Dengan perasaan sedih dan gembira, aku berusaha memejamkan mata untuk melewati hal-hal yang berat esok hari.

Pada akhirnya, ujian untuk menguji perasaan kami akan segera dimulai. Aku bersiap untuk hal-hal besar yang menanti di masa depan, dan aku berharap Tuhan akan tetap bersimpati dengan kisah cinta dua orang berdosa seperti kami.

Hari-hari berikutnya, aku bekerja keras dengan dua pekerjaan tanpa memberi tahu Donghae sama sekali.

Itu juga sedikit menamparku. Aku dengan mudah menafsirkan hubungan sebagai hal untuk berbagi perasaan. Dan dengan apa yang aku rasakan, sekarang, aku tahu mengapa ia begitu enggan untuk berbagi masalah denganku di mana ia ingin menjaga perasaan seseorang yang ia cintai.

Selama beberapa tahun, kami berjuang keras untuk melewati kesulitan-kesulitan tersebut, terjatuh lalu bangkit menghadapi berbagai masalah, dan akhirnya, kami berhasil menikmati hasil manis dari sebuah perjuangan.

Setelah dua tahun, semenjak Donghae diterima di GIM Agency, ia akhirnya diangkat menjadi presiden setelah kerja keras dan perjuangan yang berat.
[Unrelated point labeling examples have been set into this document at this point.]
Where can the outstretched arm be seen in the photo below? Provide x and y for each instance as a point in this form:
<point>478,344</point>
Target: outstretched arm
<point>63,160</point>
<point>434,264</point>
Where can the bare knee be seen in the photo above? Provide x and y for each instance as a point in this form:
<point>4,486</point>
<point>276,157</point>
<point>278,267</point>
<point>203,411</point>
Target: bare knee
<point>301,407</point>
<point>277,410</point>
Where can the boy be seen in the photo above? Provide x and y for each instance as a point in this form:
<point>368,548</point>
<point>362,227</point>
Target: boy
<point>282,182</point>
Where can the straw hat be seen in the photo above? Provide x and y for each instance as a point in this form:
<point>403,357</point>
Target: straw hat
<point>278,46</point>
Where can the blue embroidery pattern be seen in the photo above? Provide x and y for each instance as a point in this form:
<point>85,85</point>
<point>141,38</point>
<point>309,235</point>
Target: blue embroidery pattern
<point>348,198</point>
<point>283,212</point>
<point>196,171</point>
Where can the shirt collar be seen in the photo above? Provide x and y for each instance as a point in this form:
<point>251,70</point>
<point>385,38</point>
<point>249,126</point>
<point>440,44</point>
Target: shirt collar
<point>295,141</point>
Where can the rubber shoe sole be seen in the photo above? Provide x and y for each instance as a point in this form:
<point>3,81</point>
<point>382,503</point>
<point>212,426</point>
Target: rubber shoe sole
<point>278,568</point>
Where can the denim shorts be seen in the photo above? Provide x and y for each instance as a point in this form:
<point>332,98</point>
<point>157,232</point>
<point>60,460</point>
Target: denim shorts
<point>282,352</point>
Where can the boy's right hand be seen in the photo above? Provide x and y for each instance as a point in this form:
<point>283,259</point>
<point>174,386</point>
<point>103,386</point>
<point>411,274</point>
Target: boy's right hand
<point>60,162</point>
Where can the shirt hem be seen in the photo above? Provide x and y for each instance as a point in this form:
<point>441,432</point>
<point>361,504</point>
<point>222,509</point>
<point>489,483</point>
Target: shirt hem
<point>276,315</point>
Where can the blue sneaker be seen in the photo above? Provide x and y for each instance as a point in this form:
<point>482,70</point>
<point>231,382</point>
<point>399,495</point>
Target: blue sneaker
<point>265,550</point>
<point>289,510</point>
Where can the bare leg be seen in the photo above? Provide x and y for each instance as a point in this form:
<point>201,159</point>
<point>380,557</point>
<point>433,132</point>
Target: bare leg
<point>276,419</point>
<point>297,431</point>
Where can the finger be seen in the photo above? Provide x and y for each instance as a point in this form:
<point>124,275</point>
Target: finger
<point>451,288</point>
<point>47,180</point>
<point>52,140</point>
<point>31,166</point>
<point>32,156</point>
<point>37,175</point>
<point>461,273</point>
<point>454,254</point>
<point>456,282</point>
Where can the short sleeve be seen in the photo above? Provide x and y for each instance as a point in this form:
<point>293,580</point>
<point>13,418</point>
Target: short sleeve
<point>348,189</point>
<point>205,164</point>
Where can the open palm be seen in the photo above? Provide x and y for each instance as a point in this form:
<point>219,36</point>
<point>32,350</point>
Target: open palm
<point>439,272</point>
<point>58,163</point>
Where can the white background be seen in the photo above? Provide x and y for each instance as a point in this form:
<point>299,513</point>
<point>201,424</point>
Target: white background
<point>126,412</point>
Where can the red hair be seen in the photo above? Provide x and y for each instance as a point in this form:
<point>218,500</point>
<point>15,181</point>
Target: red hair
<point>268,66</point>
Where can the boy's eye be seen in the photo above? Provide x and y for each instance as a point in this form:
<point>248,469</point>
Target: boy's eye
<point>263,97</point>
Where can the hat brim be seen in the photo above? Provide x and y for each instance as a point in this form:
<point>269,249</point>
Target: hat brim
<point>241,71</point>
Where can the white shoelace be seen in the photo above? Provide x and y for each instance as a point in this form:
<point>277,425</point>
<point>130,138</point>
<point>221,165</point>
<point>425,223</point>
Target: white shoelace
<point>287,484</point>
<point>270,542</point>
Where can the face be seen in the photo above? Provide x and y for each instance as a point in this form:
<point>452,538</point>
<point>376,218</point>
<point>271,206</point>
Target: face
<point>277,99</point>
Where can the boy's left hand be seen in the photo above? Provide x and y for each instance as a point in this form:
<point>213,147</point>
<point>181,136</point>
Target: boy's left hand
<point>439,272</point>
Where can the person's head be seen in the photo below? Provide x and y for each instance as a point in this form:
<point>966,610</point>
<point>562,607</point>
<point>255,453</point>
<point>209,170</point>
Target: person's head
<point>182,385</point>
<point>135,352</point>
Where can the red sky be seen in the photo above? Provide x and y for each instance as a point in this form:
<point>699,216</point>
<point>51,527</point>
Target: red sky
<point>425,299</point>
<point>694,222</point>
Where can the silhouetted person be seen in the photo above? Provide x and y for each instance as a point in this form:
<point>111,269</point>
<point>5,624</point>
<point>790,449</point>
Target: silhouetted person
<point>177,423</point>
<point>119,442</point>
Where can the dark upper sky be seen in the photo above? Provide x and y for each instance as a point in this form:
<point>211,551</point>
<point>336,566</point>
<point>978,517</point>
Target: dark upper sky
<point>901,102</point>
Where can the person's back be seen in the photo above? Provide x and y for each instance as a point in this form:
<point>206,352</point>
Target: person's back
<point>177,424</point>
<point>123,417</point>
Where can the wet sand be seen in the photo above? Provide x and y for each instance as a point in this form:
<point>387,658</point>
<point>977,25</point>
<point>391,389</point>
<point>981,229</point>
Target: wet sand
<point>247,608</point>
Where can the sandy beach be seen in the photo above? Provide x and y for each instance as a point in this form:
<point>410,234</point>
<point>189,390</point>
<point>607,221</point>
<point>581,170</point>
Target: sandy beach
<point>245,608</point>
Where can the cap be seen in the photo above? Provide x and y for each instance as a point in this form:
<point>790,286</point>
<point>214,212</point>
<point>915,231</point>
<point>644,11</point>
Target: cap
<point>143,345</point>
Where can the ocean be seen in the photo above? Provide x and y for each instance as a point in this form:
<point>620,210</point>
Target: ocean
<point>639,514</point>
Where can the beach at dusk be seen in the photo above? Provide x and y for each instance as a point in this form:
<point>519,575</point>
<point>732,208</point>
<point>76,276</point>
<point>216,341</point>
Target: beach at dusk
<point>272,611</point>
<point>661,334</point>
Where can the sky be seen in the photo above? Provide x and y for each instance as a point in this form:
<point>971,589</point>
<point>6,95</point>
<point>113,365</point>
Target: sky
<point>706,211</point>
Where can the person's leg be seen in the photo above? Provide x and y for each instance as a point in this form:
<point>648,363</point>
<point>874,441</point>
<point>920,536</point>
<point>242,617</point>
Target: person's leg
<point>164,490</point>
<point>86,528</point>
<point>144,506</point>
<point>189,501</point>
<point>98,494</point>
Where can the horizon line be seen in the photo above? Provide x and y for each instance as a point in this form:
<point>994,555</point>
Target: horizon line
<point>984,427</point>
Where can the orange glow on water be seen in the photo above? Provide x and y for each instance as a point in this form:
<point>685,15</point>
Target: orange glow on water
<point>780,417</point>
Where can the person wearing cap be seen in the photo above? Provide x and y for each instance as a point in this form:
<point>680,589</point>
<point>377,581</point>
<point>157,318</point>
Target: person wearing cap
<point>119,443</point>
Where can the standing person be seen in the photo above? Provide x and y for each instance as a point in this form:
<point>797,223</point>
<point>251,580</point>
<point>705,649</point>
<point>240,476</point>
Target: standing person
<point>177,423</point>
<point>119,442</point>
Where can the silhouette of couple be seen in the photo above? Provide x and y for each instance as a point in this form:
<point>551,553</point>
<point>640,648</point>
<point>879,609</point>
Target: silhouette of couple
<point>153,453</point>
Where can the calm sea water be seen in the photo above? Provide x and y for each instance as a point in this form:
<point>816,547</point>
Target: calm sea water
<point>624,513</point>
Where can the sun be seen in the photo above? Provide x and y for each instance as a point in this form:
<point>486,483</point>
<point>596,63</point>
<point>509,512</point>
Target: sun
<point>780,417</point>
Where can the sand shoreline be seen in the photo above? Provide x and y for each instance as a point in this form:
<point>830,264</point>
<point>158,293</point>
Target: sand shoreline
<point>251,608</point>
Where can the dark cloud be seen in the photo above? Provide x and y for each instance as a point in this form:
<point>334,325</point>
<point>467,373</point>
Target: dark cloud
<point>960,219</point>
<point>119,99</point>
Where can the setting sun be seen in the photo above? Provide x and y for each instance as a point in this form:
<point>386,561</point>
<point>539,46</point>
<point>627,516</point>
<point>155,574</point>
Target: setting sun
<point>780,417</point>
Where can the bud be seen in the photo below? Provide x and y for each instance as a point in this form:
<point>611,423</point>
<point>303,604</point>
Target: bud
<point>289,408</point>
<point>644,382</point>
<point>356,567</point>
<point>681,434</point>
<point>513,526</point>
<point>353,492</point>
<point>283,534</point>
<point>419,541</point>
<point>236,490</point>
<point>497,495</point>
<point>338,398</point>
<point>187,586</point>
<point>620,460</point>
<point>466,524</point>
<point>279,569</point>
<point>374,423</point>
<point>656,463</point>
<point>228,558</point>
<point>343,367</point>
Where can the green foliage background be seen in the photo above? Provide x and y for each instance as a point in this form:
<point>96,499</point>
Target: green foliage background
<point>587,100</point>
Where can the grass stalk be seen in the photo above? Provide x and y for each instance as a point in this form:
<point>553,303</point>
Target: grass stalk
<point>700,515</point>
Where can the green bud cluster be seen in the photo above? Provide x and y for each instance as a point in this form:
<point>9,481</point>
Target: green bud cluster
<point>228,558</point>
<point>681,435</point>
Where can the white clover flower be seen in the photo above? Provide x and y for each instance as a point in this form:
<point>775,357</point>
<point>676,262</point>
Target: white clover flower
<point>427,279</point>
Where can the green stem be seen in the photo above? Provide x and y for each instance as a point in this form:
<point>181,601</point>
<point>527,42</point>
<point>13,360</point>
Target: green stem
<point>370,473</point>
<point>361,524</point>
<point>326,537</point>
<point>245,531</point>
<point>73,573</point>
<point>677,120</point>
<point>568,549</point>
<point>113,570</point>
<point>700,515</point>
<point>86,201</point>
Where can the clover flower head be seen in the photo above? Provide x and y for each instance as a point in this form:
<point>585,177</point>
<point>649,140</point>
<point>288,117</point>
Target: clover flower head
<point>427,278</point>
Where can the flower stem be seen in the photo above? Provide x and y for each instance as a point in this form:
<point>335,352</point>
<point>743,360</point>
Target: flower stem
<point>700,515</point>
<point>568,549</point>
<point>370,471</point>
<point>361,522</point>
Sementara itu, aku dipindahkan ke perusahaan besar milik keluarga Kim di Seoul, TU (Technology Unity) Company yang menghasilkan banyak merek terkenal, dan menjadi anggota staf di departemen desain.

Kesibukan kami membuat kami terpisah satu sama lain, jadi kami memutuskan untuk membeli apartemen di Seoul dan tinggal bersama untuk menjaga hubungan kami. Donghae sibuk dengan posisi barunya, tapi itu tidak menghentikannya untuk datang mengunjungiku setiap hari, dan beberapa hari jika ia memiliki jadwal yang padat.

Namun, itu bukanlah masalah. Selama kami terus menyampaikan berita, itu telah menekan keinginan kami untuk bertemu.